L'intervenant demande la réaction de la ministre à la lettre ouverte des médecins légistes et aux propositions de recommandations formulées par le groupe de travail.
Mme Faes répond que le rapport du groupe de travail a clairement mis en évidence la faiblesse des honoraires des experts judiciaires. Mais il ne s'agit là que d'une des nombreuses facettes examinées par le groupe de travail. Il a en effet analysé le statut de l'expert en matière pénale et son objectif était de vérifier s'il ne serait pas possible d'introduire un véritable statut définissant le fonctionnement de l'expert en matière pénale. La rémunération est certes un aspect non négligeable, mais il ne s'agit que d'une facette parmi d'autres.
Pour M. Swennen, qui a participé aux travaux du groupe de travail dont il souligne l'intérêt incontestable, un débat approfondi s'impose, surtout à propos des recommandations.
M. Bousetta souhaite connaître la réaction de la ministre quant aux recommandations du groupe de travail car certaines d'entre elles ont une implication budgétaire. L'intervenant s'interroge quant aux éventuelles initiatives de la ministre en la matière.
Mme Faes précise à M.Bousetta que la ministre a été tenue informée des travaux dès lors qu'un représentant de son cabinet était présent lors des réunions du groupe de travail.
2. Réponses de la ministre
Sur la question du registre national, la ministre indique que la création d'un tel registre constitue un projet à long terme pour lequel aucune estimation financière n'a, pour l'instant, été effectuée. Mais sa création impliquera sans nul doute un coût. Par ailleurs, il faudra également renforcer les services administratifs et informatiques afin de gérer ce registre et de l'alimenter en données.
En ce qui concerne le caractère contradictoire de l'expertise, la ministre rappelle tout d'abord que les frais de justice sont déjà élevés et augmentent encore d'année en année. Ensuite, l'expertise pénale reste, au stade de l'instruction, non contradictoire.

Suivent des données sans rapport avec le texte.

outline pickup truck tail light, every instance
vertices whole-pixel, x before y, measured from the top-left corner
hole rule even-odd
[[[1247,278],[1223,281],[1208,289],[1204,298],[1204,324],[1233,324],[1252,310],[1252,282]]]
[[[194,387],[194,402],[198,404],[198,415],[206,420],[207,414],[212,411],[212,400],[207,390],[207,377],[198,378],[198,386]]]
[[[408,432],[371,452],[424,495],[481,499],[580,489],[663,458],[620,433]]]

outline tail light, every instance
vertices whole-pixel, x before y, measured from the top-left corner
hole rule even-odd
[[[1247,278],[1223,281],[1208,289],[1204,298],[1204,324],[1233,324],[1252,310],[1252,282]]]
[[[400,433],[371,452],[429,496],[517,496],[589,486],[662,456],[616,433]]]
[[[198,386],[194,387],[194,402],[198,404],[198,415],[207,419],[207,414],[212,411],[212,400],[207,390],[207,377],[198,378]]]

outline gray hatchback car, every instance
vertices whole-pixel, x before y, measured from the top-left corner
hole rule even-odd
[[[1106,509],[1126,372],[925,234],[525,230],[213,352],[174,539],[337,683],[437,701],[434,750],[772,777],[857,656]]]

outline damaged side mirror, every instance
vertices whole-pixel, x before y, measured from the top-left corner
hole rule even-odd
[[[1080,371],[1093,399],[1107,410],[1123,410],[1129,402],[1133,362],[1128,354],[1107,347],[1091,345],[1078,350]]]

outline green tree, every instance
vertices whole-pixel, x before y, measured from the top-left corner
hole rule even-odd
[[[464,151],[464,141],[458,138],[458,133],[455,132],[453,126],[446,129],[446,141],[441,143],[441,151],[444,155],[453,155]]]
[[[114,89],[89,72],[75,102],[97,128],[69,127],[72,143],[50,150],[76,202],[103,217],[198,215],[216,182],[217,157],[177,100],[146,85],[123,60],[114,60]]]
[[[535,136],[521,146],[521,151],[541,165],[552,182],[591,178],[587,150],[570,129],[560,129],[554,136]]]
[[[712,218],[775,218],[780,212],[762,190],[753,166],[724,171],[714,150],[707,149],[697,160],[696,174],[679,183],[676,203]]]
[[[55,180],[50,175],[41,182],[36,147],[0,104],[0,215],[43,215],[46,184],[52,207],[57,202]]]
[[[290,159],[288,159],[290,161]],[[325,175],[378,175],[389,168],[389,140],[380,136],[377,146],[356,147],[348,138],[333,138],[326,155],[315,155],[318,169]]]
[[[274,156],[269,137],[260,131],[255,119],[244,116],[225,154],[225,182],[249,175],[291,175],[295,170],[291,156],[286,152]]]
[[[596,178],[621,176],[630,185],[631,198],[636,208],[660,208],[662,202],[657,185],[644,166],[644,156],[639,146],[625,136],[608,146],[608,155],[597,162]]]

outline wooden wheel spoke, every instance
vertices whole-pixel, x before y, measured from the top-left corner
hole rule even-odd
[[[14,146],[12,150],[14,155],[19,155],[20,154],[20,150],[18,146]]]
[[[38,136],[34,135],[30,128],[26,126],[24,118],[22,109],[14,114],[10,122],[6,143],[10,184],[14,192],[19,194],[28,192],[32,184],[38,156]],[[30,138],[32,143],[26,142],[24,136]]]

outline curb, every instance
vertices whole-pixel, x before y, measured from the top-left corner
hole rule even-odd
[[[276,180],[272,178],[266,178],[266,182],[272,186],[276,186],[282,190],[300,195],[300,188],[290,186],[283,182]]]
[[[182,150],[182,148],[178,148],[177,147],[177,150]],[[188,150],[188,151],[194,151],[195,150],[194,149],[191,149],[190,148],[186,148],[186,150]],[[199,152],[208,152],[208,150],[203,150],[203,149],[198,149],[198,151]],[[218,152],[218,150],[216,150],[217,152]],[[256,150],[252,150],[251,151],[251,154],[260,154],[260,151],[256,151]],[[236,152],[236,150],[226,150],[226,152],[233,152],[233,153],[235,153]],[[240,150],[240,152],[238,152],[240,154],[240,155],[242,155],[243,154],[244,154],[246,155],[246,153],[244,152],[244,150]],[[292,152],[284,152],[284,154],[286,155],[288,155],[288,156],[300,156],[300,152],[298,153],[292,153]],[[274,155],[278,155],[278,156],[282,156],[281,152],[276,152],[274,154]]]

Or, aujourd'hui, l'expertise demandée par une partie civile n'est financée par l'État que si une décision (pro deo) l'autorise. Si l'expertise pénale devient contradictoire, l'ensemble de l'expertise devra être financée par l'État. Il importe donc de définir clairement ce que l'on entend par procédure contradictoire de l'expertise: cela implique-t-il une contre-expertise à la demande des parties ? Le risque réside dans la multiplication des expertises avec nécessairement un accroissement des coûts.
En ce qui concerne la rétribution rapide et correcte de l'expert, personne ne conteste que les experts en matière pénale ont droit à une rémunération correcte par rapport au travail accompli. Si le rapport du groupe de travail recommande à cet égard que l'arrêté royal du 27 avril 2007 soit rétabli à court terme, la ministre précise que cet arrêté posait toutefois des difficultés d'ordre juridique, de sorte qu'il ne pourrait entrer en vigueur avant que ces difficultés n'aient été réglées. Par ailleurs, de nouveaux barèmes plus favorables aux experts ne pourront être prévus sans une augmentation concomitante de l'enveloppe budgétaire.
3. Répliques
M. Bousetta se dit conforté dans l'idée qu'il faudra un budget complémentaire pour pouvoir mettre en œuvre les recommandations du groupe de travail.
M. Courtois soulève également la question du paiement tardif des experts qui risque d'amener les experts à refuser à l'avenir leur collaboration.
La ministre est consciente de ce problème et informe la commission que le gouvernement se penche actuellement sur ce dossier. Elle signale aussi que les frais de justice augmentent également en raison de l'évolution technologique et de la multiplication d'expertises possibles. Il y a donc un problème conjoncturel mais aussi structurel. En vue de stabiliser quelque peu la hausse de ces frais, la ministre a pris des mesures comme la renégociation des tarifs appliqués par les opérateurs de téléphonie et le lancement d'un appel d'offres pour les analyses de profils ADN. Cet appel d'offres a permis d'obtenir à l'étranger un prix unitaire de 30 euros au lieu de 300 euros précédemment.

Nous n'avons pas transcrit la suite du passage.